The efficiency of a fin is impacted by factors such as material thermal conductivity, the surroundings into which the fin is dissipating heat, the geometry of the fin, and the temperature gradient along the fin. In practice, not all parts of the fin will be at the base temperature; the tip of the fin is usually far cooler. This temperature variation means that not all the fin's surface area is equally effective in transferring heat.
Fin efficiency can be improved by using materials with higher thermal conductivity, increasing the fin size to dissipate heat over a larger area, or optimizing fin spacing and thickness to balance material usage and thermal resistance.

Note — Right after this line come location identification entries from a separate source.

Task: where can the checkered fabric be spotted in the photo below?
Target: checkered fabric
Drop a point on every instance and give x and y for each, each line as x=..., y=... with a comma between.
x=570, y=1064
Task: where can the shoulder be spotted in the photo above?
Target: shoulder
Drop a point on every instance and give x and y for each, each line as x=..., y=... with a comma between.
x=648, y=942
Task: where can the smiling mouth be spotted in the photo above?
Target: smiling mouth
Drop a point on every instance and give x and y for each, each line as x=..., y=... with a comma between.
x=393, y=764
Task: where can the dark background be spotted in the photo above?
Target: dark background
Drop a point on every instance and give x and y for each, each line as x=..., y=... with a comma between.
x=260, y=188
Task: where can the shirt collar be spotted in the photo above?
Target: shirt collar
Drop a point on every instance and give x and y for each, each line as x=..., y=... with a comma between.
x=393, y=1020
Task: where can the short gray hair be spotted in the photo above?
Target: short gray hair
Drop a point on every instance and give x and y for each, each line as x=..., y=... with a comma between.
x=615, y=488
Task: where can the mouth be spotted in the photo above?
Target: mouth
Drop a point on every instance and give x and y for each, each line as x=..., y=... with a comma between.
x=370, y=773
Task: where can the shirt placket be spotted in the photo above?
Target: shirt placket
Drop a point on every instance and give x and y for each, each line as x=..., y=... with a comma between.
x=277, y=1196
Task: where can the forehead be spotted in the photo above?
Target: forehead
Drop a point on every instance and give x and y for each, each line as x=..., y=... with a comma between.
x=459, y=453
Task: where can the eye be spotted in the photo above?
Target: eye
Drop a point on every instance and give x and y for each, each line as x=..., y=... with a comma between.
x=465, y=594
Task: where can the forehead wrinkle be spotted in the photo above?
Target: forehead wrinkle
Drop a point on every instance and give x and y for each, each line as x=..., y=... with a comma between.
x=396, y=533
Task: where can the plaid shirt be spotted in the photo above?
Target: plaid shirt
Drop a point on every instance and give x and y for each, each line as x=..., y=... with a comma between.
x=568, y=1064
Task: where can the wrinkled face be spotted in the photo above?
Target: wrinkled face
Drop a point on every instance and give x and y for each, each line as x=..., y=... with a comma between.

Material Thermal Conductivity

The materials used in heat transfer applications are chosen based on their thermal conductivity, \(k\), which is a measure of a material's ability to conduct heat. High thermal conductivity is desirable for heat exchanger components because it enables faster heat dissipation from hot to cold regions.

In the context of the exercise, aluminum alloy 2024-T6 is used for the fins. This material is known for its good balance of strength and high thermal conductivity \(186 \mathrm{~W} / \mathrm{m} \bullet \mathrm{K}\), which makes it an excellent choice for fin applications. When selecting a material for heat transfer, it is essential to not only consider the maximum temperature it can withstand but also how quickly and efficiently it can transfer heat. The higher the thermal conductivity, the more effective the material will be in channeling heat away from the source.